Airbus Group on Tuesday announced the resignation of the no.2 at its planemaking unit, Chief Operating Officer Gunter Butschek, after 2-1/2 years in the role.

Butschek will be succeeded by Tom Williams, executive vice president in charge of Airbus programs, who will in turn be replaced by A350 program chief Didier Evrard, who has completed development of the company's newest wide-body jet.

In a letter to staff, Fabrice Bregier, chief executive of the main planemaking subsidiary of Airbus, paid tribute to Butschek and said the former Mercedes executive had "decided to pursue new opportunities outside of the company."

Airbus shares closed up 1 percent at 40.965 euros.

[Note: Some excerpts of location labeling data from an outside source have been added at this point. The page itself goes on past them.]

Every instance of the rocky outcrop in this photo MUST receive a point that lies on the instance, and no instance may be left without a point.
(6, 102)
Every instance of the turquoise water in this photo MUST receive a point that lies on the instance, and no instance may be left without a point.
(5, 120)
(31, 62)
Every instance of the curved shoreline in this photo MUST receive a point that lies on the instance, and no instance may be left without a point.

Analysts said the reshuffle was not related to the fallout from a chaotic investor forum that hit Airbus shares last week.

Butschek joined Airbus in 2011 and became chief operating officer of the planemaking business in June the following year.

He was credited with expanding the use of car industry techniques in Airbus, a trend expected to continue under Klaus Richter, a former BMW executive who remains in charge of procurement for the overall group but is promoted with Williams to the group executive committee.

Despite this, aerospace industry sources say Butschek had not established himself as part of the planemaker's inner circle. A person close to him said he had left of his own volition. Butschek was not immediately available for comment.

Williams, 62, is an aerospace veteran who began on the shop floor with Rolls-Royce and held senior roles on the Eurofighter with BAE Systems, before transferring in 2000 to Airbus, in which BAE then had a stake.

He has a reputation as a tough but effective troubleshooter and led the planemaker's response to the discovery of cracks in components of the wings of the A380 superjumbo jets in 2012.

"Whenever anything goes wrong, Tom is the go-to man," a former senior colleague said.

Williams, who began as an apprentice in his native Scotland, once told Reuters: "There is the official factory floor and the real factory floor; you have to know both."

The changes mean the A350, due to be delivered to Qatar Airways next week, will be reintegrated into the rest of Airbus as it shifts towards a production phase.

Given the risks of building its first mainly carbon-composite airliner, and anxious not to repeat mistakes by rival Boeing in producing the 787 Dreamliner, Airbus had placed the project under a separate team led by Evrard, a Frenchman who successfully ran Europe's Storm Shadow cruise missile project.